Dados atualizados que constam em ação da Advocacia-Geral da União (AGU) contra entidades da “farra do INSS” mostram que as associações ligadas a Antonio Carlos Antunes, conhecido como “Careca do INSS”, arrecadaram cerca de R$ 1,3 bilhão com os descontos entre 2021 e março de 2025.
Segundo dados da investigação, seis entidades que repassaram valores ao lobista tiveram aumento expressivo na arrecadação por meio dos descontos nos últimos anos.

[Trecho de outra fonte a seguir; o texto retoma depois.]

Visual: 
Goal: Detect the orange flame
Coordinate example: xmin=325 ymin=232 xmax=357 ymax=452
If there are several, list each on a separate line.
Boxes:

A suspeita que recai sobre Antunes é de que ele teria atuado junto a funcionários do Instituto Nacional do Seguro Social (INSS) para beneficiar as entidades.

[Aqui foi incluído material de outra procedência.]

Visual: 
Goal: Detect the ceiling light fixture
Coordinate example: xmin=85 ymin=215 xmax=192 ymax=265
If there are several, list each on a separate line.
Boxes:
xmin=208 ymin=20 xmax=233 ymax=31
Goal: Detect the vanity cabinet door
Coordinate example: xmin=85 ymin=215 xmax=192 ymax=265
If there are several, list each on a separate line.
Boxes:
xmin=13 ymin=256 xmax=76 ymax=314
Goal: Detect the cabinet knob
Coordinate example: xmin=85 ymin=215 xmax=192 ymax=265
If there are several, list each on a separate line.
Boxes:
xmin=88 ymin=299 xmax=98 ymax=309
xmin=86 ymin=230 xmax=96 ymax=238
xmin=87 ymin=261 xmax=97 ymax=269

Como mostrou a coluna, há pelo menos três pessoas apontadas como operadores na fraude no INSS: Antonio Carlos Camilo Antunes (foto em destaque), a advogada Cecília Rodrigues Mota e Cícero Marcelino.
Todos eles são citados em representação da PF como tendo transações financeiras suspeitas, inclusive com entidades investigadas no esquema, além de suspeitas de ligação com pessoas que exerciam cargos dentro do INSS.

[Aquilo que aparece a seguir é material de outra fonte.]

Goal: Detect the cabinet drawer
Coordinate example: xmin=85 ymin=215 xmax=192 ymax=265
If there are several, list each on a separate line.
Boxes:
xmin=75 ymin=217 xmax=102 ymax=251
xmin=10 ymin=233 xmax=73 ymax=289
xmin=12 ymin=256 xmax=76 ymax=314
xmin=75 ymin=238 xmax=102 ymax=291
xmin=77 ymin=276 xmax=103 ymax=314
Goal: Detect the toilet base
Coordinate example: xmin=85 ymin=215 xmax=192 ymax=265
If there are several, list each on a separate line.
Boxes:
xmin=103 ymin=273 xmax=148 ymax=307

Passadas duas semanas da operação Sem Desconto, deflagrada para combater as fraude contra aposentados e pensionistas do INSS, a AGU anunciou na manhã de quinta-feira (8/5) que protocolou uma ação contra as principais entidades envolvidas no esquema.
O objetivo é alcançar os bens dos investigados na operação para custear a devolução dos descontos indevidos na folha de pagamento do INSS. A ação também mira seis empresas que estaria ligadas a Antunes e a ex-diretores do órgão.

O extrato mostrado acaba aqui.